Reebok’s new facility, which replaces the Canton office it opened in 2000, brings 700 workers to the Seaport’s Innovation and Design building. The facility features plenty of open space and natural lighting, and its white, black and gray tones throughout the office space give a modern and innovative feel to the former warehouse building. The five-story, 220,000 s/f headquarters also offers a number of amenities including a two-story gym, a mile-long running track around the building, a retail store and more – it has been named the “Home of Fitness.” In this way, Reebok has found another way to attract a new workforce of millennials that supports their brand as both an experience and a lifestyle choice.

Similarly, last year New Balance set up a home in Allston for its expanded new world headquarters, as part of the burgeoning mixed-use development Boston Landing. The new headquarters features communal workspace, direct views of Boston, and was designed in a modern fashion to foster a collaborative environment for the millennial worker. With the open floor plan and the electronic and digital engagement available to its employees, New Balance was able to create a workplace that is attractive to the new generation of hires in the city looking to work for a brand that fits their way of life.

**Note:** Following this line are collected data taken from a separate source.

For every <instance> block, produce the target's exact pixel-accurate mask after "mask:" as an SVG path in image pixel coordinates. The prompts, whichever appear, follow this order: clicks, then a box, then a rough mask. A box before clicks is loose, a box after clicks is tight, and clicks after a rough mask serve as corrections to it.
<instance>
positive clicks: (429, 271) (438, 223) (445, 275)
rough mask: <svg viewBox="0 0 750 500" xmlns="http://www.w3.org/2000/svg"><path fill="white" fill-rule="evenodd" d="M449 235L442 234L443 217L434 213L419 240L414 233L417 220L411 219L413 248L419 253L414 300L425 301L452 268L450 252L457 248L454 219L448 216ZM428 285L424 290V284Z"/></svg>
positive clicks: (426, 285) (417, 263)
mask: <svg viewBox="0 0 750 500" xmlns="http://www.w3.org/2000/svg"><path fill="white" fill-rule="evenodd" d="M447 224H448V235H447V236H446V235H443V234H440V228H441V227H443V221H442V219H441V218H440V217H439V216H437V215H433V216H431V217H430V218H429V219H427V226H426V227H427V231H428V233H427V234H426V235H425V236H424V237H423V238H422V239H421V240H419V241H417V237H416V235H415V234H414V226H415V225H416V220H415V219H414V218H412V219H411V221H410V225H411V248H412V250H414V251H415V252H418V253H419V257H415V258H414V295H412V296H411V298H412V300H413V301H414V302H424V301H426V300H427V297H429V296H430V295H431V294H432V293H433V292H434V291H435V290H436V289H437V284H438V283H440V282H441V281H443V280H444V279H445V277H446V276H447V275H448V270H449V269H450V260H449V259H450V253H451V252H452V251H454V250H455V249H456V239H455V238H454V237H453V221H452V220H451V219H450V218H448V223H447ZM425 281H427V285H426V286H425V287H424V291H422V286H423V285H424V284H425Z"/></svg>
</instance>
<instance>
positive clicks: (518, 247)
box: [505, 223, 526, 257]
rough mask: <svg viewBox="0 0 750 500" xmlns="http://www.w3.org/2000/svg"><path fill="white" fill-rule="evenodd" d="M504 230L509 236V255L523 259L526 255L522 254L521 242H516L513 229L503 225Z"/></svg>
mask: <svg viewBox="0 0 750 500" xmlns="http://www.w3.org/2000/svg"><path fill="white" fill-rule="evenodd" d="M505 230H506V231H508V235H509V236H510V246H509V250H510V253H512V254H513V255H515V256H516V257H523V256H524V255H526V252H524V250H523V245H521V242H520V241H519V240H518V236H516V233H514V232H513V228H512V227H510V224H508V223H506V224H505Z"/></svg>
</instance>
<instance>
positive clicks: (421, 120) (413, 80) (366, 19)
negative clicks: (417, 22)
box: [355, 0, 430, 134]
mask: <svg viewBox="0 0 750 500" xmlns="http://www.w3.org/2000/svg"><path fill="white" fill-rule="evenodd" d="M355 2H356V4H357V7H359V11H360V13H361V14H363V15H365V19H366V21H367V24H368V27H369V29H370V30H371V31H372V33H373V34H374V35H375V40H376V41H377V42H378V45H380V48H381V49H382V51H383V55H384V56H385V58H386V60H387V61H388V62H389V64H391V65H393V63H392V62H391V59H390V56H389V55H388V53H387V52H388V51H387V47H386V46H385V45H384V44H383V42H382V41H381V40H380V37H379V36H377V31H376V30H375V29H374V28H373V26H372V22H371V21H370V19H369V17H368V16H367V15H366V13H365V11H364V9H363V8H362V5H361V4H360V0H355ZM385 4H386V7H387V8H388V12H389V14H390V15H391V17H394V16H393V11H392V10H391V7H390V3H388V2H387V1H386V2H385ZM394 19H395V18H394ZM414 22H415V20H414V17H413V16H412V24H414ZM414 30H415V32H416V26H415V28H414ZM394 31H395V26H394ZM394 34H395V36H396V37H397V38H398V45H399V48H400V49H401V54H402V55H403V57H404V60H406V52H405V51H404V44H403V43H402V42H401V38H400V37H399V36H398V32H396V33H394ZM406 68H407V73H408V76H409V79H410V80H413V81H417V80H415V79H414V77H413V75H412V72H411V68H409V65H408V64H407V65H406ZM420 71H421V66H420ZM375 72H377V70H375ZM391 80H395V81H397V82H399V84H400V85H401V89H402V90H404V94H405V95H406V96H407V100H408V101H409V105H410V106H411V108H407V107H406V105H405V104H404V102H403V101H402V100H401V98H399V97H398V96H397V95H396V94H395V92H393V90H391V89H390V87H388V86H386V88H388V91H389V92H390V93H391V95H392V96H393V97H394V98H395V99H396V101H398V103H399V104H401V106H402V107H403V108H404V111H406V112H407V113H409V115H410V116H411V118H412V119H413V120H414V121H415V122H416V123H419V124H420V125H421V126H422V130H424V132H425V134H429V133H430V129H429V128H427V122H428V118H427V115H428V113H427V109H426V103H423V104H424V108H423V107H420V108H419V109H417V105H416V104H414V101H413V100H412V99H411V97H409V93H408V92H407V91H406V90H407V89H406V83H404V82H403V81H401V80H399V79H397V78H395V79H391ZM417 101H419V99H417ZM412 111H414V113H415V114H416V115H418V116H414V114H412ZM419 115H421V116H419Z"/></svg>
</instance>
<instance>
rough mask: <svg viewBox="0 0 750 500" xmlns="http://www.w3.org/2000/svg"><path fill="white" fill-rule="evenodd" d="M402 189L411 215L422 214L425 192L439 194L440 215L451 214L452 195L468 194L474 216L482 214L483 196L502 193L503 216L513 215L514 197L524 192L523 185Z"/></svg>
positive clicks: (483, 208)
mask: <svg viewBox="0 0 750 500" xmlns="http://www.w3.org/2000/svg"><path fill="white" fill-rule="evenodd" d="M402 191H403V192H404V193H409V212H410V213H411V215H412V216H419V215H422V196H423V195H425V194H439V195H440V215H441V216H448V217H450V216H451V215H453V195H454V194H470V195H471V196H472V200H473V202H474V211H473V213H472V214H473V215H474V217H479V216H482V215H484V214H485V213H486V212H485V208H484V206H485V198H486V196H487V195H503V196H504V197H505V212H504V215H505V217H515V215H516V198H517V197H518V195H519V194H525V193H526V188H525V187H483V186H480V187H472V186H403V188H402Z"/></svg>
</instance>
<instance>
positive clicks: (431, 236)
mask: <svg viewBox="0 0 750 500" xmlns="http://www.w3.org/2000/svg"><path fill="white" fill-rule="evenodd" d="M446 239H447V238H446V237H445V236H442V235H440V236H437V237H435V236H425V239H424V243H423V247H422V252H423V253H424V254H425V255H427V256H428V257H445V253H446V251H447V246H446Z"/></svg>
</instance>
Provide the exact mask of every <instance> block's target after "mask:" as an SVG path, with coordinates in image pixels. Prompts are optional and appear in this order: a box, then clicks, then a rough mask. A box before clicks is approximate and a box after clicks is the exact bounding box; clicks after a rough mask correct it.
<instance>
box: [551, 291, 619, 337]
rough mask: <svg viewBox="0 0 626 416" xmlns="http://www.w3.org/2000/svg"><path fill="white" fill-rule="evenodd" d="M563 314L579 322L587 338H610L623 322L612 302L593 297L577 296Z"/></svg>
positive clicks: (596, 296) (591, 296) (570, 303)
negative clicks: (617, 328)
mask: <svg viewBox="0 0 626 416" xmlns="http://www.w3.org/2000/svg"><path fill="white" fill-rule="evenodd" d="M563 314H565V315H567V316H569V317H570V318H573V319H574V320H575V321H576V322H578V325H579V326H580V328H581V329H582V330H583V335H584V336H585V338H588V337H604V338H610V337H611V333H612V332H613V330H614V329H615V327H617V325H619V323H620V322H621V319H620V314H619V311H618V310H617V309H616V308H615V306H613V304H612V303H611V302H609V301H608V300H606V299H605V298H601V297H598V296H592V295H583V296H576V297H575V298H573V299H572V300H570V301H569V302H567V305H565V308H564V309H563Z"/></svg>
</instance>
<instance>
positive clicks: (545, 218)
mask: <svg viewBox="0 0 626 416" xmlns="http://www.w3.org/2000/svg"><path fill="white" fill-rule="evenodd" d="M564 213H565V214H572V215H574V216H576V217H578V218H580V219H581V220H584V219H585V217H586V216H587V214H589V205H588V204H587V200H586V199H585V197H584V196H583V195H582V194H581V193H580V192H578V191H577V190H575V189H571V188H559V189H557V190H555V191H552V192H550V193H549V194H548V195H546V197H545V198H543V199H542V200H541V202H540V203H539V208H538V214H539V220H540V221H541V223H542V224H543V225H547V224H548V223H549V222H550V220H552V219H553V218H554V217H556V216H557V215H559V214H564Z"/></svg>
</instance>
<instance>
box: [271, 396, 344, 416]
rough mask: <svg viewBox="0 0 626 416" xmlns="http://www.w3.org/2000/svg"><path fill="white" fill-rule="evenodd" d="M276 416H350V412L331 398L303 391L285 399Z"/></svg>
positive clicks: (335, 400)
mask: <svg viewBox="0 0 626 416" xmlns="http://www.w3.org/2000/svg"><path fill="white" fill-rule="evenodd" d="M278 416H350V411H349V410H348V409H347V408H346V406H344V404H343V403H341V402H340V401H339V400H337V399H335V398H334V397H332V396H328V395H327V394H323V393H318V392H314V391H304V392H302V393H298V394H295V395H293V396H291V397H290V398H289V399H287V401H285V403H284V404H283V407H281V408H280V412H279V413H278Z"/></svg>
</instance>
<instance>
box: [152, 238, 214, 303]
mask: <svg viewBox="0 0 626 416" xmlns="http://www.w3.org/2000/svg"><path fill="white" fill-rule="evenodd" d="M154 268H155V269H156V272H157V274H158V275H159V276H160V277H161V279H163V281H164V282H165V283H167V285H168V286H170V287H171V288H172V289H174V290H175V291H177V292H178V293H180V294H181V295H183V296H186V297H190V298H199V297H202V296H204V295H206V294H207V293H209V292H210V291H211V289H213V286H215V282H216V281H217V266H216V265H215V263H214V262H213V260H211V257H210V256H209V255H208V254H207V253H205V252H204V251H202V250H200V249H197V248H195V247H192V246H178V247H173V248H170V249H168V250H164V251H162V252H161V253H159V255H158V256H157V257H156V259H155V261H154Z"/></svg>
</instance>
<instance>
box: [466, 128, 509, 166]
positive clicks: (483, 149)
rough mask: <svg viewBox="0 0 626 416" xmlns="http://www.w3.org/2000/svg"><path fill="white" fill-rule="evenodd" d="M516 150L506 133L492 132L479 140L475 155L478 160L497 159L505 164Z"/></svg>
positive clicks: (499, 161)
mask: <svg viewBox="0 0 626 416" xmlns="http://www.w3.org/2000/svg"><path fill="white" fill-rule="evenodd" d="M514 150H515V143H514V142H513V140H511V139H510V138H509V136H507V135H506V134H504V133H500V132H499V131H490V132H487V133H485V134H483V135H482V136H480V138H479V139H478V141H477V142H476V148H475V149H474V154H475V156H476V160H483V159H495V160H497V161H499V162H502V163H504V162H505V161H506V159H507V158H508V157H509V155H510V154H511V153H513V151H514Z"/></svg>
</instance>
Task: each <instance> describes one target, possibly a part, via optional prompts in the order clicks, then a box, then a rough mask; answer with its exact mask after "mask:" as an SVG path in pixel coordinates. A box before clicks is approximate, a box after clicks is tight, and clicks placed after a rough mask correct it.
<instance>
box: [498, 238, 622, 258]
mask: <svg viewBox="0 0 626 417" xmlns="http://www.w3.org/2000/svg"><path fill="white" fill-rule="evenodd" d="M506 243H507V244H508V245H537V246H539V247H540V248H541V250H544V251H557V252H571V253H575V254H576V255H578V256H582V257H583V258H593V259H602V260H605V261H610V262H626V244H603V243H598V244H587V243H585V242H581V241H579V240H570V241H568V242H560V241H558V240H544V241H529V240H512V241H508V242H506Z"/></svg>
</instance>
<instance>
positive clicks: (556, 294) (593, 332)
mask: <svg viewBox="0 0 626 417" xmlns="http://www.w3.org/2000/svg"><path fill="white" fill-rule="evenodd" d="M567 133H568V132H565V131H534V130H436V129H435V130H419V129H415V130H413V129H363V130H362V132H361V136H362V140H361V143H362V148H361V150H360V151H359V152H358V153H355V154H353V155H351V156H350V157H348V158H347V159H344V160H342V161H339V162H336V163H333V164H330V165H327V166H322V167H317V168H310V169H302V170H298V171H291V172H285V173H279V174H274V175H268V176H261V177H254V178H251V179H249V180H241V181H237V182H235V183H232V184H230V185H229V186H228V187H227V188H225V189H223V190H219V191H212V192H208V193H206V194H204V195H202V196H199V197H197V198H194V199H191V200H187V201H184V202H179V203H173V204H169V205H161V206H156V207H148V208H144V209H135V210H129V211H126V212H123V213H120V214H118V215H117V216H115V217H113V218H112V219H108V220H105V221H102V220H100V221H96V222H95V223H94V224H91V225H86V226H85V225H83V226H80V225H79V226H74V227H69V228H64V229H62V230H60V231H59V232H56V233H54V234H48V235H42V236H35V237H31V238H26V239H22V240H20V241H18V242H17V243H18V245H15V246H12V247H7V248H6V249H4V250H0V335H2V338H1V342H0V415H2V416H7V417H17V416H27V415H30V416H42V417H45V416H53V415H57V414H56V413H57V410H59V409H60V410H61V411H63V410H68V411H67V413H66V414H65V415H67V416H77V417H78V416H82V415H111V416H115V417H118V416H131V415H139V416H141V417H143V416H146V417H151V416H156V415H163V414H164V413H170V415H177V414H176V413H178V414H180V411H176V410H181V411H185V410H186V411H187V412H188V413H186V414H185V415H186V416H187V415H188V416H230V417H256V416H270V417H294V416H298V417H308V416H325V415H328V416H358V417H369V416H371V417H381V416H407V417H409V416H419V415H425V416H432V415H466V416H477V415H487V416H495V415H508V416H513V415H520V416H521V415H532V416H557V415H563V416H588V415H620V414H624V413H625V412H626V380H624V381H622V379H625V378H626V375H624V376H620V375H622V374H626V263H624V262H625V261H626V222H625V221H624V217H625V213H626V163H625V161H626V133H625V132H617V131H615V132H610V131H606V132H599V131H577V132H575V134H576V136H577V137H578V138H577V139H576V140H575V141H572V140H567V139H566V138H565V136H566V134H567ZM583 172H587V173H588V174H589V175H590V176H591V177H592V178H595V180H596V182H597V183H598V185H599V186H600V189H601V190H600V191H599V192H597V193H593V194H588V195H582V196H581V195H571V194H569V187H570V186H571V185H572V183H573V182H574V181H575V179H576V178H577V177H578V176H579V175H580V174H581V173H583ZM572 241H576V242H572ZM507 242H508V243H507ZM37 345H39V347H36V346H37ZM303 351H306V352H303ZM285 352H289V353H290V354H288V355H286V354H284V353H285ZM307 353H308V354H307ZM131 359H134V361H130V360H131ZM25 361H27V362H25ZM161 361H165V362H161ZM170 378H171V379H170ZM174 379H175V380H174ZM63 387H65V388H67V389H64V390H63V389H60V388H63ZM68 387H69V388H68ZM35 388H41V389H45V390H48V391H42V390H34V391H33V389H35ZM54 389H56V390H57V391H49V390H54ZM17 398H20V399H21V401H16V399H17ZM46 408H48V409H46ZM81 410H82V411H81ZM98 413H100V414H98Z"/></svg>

In April 2015, Converse moved its corporate headquarters, and 500-person workforce, from North Andover to Boston’s North Station area. They occupy 214,000 s/f of office space at Lovejoy Wharf, near TD Garden and close to both commuter rail and the T. The 10-story office’s full glass windows and its outdoor decks provide a dynamic view of the waterfront and the Charles River. The building itself celebrates the company’s creative culture by combining its original old brick walls with a new open design concept. It also has an open atrium complete with a central staircase connecting all floors. A 3,500 s/f Converse store is located right at LoveJoy Wharf as well, in addition to a Converse Rubber Tracks recording studio.

By incorporating each of the modern design elements of the building and office space, as well as the retail store and recording studio, Converse was able to create a modish, creative work environment that represents the Converse brand and attracts creative talent. And in the process Converse reinforces a key region of local neighborhood revitalization.

The desire from Massachusetts shoe companies to shift their corporate jobs into the city and create state-of-the-art office spaces should likely continue, as more companies seek to tap Boston’s rich educational and cultural resources. This allows large corporations to compete with other companies and startups in the city by embracing employees’ preference to live, work and play within the same general vicinity.